UH...this should be labeled SPOILER...Hmph!


----------



## MickeS (Dec 26, 2002)

nirisahn said:


> I saw some movie on HBO that had her in it in a soft core porn role, and it was made long before she was on 'Passions'.


A quick search on Google Video shows that this move to Vivid wasn't exactly a huge step for her... and I still think she's pretty hot.


----------



## Jeeters (Feb 25, 2003)

She looks good here, imo.
Sep 2008.


----------



## sieglinde (Aug 11, 2002)

Yeah her career is a bunch of crappy shows and movies. OK. A homely face can sometimes get you really great parts but she evidently does not really have much in the way of acting chops.

Yuccko.


----------



## DevdogAZ (Apr 16, 2003)

I wonder if her invitation to the next Disney Channel Alumni Reunion will get "lost in the mail."


----------



## Dssturbo1 (Feb 23, 2005)

not bad for forty. she should do well for vivid in their MILF series


----------



## cheesesteak (Jul 24, 2003)

I remember that a porn actress named Ashlyn Gere had a decent role on Space Above And Beyond.
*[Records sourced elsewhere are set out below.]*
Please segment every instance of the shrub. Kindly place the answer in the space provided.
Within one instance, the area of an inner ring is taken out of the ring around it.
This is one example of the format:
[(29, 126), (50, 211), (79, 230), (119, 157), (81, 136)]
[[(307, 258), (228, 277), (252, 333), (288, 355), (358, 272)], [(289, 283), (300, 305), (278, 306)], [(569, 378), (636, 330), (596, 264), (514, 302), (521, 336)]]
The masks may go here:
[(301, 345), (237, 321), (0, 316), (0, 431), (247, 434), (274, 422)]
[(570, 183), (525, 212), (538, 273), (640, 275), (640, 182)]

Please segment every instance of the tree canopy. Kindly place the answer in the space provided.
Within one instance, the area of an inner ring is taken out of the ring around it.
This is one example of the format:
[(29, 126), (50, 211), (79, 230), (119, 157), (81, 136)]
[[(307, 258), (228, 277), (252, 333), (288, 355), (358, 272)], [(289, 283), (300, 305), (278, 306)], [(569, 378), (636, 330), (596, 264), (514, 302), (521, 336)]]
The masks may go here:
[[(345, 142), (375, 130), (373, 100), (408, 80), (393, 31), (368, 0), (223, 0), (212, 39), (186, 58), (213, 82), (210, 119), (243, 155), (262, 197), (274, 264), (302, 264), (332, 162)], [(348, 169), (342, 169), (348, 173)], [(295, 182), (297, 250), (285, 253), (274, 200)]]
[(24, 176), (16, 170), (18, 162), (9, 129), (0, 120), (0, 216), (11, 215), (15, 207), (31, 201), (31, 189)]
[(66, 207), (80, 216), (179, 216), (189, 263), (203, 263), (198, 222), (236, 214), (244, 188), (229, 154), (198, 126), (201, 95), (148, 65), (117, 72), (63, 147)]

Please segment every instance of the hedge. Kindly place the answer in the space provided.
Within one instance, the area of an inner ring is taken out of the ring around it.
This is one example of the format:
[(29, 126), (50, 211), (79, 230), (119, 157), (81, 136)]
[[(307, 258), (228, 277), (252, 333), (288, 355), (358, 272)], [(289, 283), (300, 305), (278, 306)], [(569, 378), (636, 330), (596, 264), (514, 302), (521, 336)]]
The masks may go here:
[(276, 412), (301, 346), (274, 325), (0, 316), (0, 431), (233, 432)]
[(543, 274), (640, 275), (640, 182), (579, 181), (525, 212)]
She's the only one that I know of who did hard core for a couple of years and then moved into regular acting.


----------



## pendragn (Jan 21, 2001)

cheesesteak said:


> I remember that a porn actress named Ashlyn Gere had a decent role on Space Above And Beyond. She's the only one that I know of who did hard core for a couple of years and then moved into regular acting.


Traci Lords did too.

tk


----------



## BobB (Aug 26, 2002)

pendragn said:


> Traci Lords did too.
> 
> tk


And Nina Hartley was in Boogie Nights - but she played a porn queen, so you can hardly call it acting.


----------



## Jeeters (Feb 25, 2003)

Ginger Lynn who was a big porn star in the early 80's started a lot of mainstream work in the late 80's through the 90's. She still, umm, 'dabbled' in adult-work, too, though.

But Traci Lords is the only that I can think of that totally left the porn business to do mainstream-only work and actually had any success with it (i.e. more than one "well I at least tried to go mainstream" role).


----------



## bigpuma (Aug 12, 2003)

BobB said:


> And Nina Hartley was in Boogie Nights - but she played a porn queen, so you can hardly call it acting.


In that case you can also count Katie Morgan in "Zack and Miri Make a Porno."


----------



## tem (Oct 6, 2003)

bigpuma said:


> In that case you can also count Katie Morgan in "Zack and Miri Make a Porno."


as well as Traci Lords


----------